Karakter dan kepribadian anak akan tumbuh dari lingkungan terdekat nya yang dimulai dari keluarga, pengasuhan dan pendidikan bagi anak akan sangat mempengaruhi tumbuh kembang anak tersebut. Menurut (Nasikh Ulwan 1992) teladan yang baik dimulai dari orang tua kepada anak (sekitar umur 6 tahun). Sebab kebaikan di waktu kanak-kanak awal menjadi dasar untuk pengembangan di masa dewasa kelak. Dengan keteladanan akan memudahkan anak untuk menirunya. Sebagaimana firman Allah SWT dalam Q.S Al.Azhab (33) : 21, yaitu:
.
"Sungguh, telah ada pada (diri) Rasulullah itu suri teladan yang baik bagimu (yaitu) bagi orang yang mengharap (rahmat) Allah dan (kedatangan) hari Kiamat dan yang banyak mengingat Allah."

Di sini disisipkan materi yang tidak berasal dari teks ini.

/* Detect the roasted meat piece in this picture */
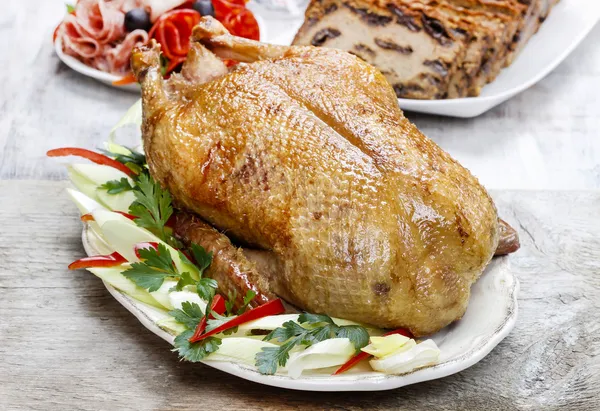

Pendidikan karakter anak sejak dini akan membuat anak terbiasa bersikap baik nantinya, namun sebaliknya jika anak tidak diarahkan dalam pengasuhan dan pendidikan dari kedua orang tua nyam aka dikhawatirkan sikap anak jadi kurang baik. Hal ini membuktikan bahwa pengasuhan dan pendidikan anak dengan adanya kehadiran orang tua akan sangat penting, hal tersebut pun sudah ditegaskan dalam pendidikan Islam dan Al-Quran bahwa ayah maupun ibu harus berperan dalam pengasuhan terhadap anak.
Namun sayangnya, fenomena dan permasalahan yang hadir saat ini kebanyakan berasal dari permasalahan keluarga. Dilansir dalam website databoks.katadata.co.id  pada Minggu, 14 Mei 2023 berita yang berjudul "Kasus Perceraian di Indonesia Melonjak pada 2022, Tertinggi dalam Enam Tahun terakhir." Hal ini membuktikan bahwa pada tahun 2022 jumlah kasus perceraian di Indonesia mencapai 516.334 kasus.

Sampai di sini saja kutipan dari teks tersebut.